Ancestry allows customers to request their DNA analysis be erased from the company’s database after results are received, and also request destruction of their remaining biological sample. But it is a two-step process, and customers must read deep into the company’s privacy statement to learn how to do it. Requests for DNA data elimination can be made online, but the company asks customers to call its support center to request destruction of their biological sample.

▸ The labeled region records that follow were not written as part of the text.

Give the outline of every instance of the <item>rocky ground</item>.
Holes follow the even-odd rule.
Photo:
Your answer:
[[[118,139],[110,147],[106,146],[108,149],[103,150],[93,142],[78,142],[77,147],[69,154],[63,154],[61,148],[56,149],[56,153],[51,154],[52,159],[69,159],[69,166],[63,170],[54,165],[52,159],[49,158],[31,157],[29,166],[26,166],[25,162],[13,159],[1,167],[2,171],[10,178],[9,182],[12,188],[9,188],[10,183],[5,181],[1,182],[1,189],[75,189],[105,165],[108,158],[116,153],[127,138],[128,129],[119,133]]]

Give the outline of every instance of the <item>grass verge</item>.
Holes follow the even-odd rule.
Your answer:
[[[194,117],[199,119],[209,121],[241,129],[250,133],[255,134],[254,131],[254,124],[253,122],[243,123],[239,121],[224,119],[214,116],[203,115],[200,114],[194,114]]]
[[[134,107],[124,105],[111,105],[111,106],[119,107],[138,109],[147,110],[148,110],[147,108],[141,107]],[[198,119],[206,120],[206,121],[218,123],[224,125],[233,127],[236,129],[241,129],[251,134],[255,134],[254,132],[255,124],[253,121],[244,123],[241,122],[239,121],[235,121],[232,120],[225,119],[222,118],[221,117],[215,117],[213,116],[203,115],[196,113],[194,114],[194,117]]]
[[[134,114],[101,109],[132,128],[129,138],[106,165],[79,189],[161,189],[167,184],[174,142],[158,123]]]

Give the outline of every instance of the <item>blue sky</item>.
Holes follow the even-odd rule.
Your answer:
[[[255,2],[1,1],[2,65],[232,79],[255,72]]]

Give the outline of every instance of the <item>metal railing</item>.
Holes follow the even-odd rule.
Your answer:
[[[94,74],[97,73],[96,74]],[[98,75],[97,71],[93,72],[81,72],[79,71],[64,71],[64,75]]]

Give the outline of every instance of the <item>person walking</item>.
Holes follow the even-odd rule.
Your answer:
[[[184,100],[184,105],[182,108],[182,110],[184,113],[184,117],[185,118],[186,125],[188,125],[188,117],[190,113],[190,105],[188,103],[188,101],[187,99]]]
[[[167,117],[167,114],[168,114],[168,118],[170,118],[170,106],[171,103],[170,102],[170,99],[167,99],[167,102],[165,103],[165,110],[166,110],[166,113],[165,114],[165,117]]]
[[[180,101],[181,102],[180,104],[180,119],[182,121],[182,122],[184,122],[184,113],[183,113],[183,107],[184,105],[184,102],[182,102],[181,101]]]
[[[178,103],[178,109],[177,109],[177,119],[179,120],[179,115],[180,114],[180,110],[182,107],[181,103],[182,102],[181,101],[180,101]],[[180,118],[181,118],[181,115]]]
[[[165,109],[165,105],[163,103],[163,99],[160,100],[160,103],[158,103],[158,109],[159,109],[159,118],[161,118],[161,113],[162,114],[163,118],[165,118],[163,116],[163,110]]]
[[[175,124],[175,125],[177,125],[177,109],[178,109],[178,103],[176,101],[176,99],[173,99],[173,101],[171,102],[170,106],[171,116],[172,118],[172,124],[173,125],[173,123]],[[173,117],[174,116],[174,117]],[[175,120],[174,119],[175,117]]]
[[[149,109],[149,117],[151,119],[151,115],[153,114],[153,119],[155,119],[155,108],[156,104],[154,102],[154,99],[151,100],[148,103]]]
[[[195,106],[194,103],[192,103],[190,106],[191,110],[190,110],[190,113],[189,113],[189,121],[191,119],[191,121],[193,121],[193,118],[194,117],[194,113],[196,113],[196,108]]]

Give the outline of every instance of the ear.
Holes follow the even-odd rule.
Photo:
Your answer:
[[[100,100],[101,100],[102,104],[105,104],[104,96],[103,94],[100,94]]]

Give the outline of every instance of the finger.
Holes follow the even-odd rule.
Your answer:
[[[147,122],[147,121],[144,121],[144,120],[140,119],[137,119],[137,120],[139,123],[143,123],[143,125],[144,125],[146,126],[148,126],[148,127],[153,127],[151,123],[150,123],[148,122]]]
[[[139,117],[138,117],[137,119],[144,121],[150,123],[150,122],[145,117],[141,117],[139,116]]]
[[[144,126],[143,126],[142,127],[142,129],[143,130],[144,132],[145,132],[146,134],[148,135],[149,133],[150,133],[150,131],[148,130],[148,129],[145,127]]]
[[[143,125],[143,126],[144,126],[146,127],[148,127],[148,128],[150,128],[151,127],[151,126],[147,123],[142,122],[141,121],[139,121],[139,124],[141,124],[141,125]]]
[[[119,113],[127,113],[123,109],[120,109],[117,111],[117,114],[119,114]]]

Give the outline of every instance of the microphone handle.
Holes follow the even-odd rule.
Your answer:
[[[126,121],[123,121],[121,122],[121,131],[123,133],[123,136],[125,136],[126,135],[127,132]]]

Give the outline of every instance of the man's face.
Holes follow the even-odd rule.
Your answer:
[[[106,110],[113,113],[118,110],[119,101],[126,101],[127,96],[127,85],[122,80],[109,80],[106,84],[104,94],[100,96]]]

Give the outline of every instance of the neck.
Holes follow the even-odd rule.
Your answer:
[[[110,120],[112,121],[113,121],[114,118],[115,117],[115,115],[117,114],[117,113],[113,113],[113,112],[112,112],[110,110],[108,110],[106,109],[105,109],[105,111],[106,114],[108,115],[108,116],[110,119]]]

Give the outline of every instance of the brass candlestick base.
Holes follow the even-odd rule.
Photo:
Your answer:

“They don’t make it easy,” said Pitts, of Center for Medicine in the Public Interest. “One thing they could do right now is have a button right next to the “I accept” button that says please destroy my genetic information after obtaining results. That would be a very robust statement and the step in the right direction.”
Jennifer Lynch, a lawyer with the Electronic Frontier Foundation, another watchdog group, said a major concern with Ancestry and other DNA testing companies is whether their policies will change over time, with new ownership and management. Future owners could change privacy protections, she said, including Ancestry’s promise not to share personal data with insurance companies.
Ancestry officials insist that will never happen, for business and other reasons. But the company’s terms and conditions, in boilerplate language, make clear that the company’s policies could change in the future. The company says customers will be contacted about any changes, and then will have the option of canceling their accounts. But if they don’t notice or don’t opt out, any changes will become effective 30 days after notification.
“We have the right to modify these Terms or any additional terms that apply to a Service at any time,” the company says.